Service de Radiologie et Imagerie Musculosquelettique, Centre de Consultation et Imagerie de l'Appareil Locomoteur, CHRU de Lille, 59037 Lille, France.
Eur J Radiol. 2013 Jan;82(1):38-50. doi: 10.1016/j.ejrad.2011.04.036. Epub 2011 May 10.
Neoplasms of neurogenic origin account for about 12% of all benign and 8% of all malignant soft tissue neoplasms. Traumatic neuroma, Morton neuroma, lipomatosis of a nerve, nerve sheath ganglion, perineurioma, benign and malignant peripheral nerve sheath tumors (PNST) are included in this group of pathologies. Clinical and radiologic evaluation of patients with neurogenic tumors and pseudotumors often reveals distinctive features. In this context, advanced imaging techniques, especially ultrasound (US) and magnetic resonance (MR) play an important role in the characterization of these lesions. Imaging findings such as location of a soft tissue mass in the region of a major nerve, nerve entering or exiting the mass, fusiform shape, abnormalities of the muscle supplied by the nerve, split-fat sign, target sign and fascicular appearance should always evoke a peripheric nerve sheath neoplasm. Although no single imaging finding or combination of findings allows definitive differentiation between benign from malign peripheric neurogenic tumors, both US and MR imaging may show useful features that can lead us to a correct diagnosis and improve patient treatment. Traumatic neuromas and Morton neuromas are commonly associated to an amputation stump or are located in the intermetatarsal space. Lipomatosis of a nerve usually appears as a nerve enlargement, with thickened nerve fascicles, embedded in evenly distributed fat. Nerve sheath ganglion has a cystic appearance and commonly occurs at the level of the knee. Intraneural perineuroma usually affects young people and manifests as a focal and fusiform nerve enlargement. In this article, we review clinical characteristics and radiologic appearances of these neurogenic lesions, observing pathologic correlation, when possible.
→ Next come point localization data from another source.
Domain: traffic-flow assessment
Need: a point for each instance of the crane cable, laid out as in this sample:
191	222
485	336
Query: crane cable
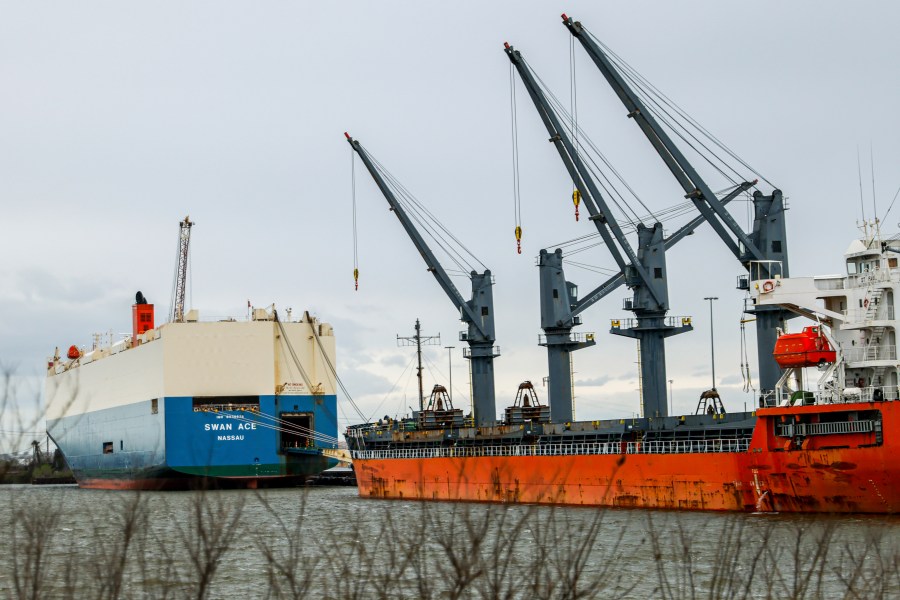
573	118
745	360
517	197
355	242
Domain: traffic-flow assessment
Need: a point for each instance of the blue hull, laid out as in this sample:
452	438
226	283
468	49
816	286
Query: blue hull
180	442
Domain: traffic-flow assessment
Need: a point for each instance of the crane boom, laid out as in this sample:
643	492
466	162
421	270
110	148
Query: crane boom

神经源性起源的肿瘤约占所有良性软组织肿瘤的 12%,占所有恶性软组织肿瘤的 8%。创伤性神经瘤、Morton 神经瘤、神经脂肪病、神经鞘瘤、神经周围细胞瘤、良性和恶性周围神经鞘肿瘤(PNST)都属于这组病变。对神经源性肿瘤和假性肿瘤患者的临床和影像学评估通常会揭示出独特的特征。在这种情况下,高级影像学技术,尤其是超声(US)和磁共振(MR)在这些病变的特征描述中发挥着重要作用。影像学表现,如软组织肿块位于主要神经区域、神经进出肿块、梭形形状、神经供应的肌肉异常、分裂脂肪征、靶征和束状外观,这些都应始终提示为外周神经鞘肿瘤。尽管没有单一的影像学表现或表现组合能够明确区分良性和恶性周围神经源性肿瘤,但 US 和 MR 成像都可能显示出有用的特征,可以帮助我们做出正确的诊断并改善患者的治疗效果。创伤性神经瘤和 Morton 神经瘤通常与截肢残端有关,或者位于跖骨间空间。神经脂肪病通常表现为神经增大,伴有增厚的神经束,嵌入均匀分布的脂肪中。神经鞘瘤呈囊性外观,常见于膝关节水平。神经内的神经周围细胞瘤通常发生于年轻人,表现为局灶性和梭形神经增大。在本文中,我们将回顾这些神经源性病变的临床特征和影像学表现,并观察可能的病理相关性。